Linear growth
a.
is characterized by a rapidly growing population.
b.
is demonstrated by the sequence 12, 13, 14, 15, 16.
c.
is illustrated by the numbers 2, 4, 8, 16, 32.
d.
is characterized by resource use and consumption.
e.
is characterized by a slowly decreasing population.
If the world's population grew by 2% in 1998 and continued at that rate, how long would it take the Earth's population to double?
a.
20 years
b.
25 years
c.
30 years
d.
35 years
e.
40 years
Linear growth is characterized by a consistent increase over time where the amount added or gained remains constant. To determine if a statement describes linear growth, we need to examine the pattern and see if there is a constant increase or progression.
a. Rapidly growing population does not necessarily indicate linear growth as it is describing the speed at which the population is increasing, not the consistency of the increase.
b. The sequence 12, 13, 14, 15, 16 does not demonstrate linear growth as the increase is not constant. The progression is an increase of 1 with each term, but it is not consistent.
c. The numbers 2, 4, 8, 16, 32 demonstrate exponential growth, not linear growth. Each subsequent number is double the previous one.
d. Resource use and consumption does not relate to linear growth as it describes the utilization and depletion of resources, not a consistent increase.
e.
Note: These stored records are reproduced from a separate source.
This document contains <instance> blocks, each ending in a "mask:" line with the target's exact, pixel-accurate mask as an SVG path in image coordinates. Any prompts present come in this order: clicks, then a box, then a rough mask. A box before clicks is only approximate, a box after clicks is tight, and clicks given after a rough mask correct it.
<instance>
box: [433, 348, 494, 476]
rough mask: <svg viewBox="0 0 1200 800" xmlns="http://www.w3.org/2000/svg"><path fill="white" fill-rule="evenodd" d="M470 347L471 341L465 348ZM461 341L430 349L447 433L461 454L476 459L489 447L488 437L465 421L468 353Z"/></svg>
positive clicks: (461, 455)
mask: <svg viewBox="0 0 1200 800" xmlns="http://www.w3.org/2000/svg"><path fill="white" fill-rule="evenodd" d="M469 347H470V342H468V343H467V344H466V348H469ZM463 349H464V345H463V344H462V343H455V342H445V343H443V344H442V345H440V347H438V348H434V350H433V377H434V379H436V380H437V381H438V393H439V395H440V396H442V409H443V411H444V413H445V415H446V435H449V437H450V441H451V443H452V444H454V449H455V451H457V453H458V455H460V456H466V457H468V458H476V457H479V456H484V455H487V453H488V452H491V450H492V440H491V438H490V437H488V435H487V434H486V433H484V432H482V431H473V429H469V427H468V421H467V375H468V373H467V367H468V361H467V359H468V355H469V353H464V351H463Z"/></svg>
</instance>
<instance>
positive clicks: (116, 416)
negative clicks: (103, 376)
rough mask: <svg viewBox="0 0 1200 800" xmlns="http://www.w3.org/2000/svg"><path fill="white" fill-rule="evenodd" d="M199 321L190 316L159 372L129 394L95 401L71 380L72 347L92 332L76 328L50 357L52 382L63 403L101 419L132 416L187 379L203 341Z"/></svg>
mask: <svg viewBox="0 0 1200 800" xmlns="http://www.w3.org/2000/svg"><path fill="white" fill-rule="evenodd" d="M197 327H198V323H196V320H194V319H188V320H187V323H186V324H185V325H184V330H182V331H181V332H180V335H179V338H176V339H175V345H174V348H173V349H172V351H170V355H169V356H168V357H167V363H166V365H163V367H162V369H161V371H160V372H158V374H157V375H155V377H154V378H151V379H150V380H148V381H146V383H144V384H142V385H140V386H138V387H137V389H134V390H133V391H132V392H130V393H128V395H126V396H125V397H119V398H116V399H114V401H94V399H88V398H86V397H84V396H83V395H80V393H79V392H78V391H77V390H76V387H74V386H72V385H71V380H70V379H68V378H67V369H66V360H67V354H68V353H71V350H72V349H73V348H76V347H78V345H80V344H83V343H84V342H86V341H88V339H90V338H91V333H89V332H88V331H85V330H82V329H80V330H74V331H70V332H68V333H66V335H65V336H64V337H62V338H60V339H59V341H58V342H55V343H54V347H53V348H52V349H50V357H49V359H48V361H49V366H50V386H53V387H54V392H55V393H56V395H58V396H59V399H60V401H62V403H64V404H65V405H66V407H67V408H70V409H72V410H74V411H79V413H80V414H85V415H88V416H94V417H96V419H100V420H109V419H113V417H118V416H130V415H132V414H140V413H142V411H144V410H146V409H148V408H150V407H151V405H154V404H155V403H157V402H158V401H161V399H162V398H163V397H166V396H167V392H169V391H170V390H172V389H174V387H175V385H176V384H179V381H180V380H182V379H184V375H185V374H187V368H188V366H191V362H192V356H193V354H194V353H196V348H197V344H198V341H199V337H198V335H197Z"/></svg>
A slowly decreasing population does not represent linear growth as it indicates a decline, not a constant increase.
Now, let's move on to the second question:
To determine how long it would take for the Earth's population to double if it grew by 2% each year, we can use the rule of 70. The rule of 70 states that to find the doubling time, we divide 70 by the growth rate.
In this case, the growth rate is 2%, so we divide 70 by 2 to get 35.
Therefore, it would take 35 years for the Earth's population to double if it grew by 2% each year.
So, the answer is option d. 35 years.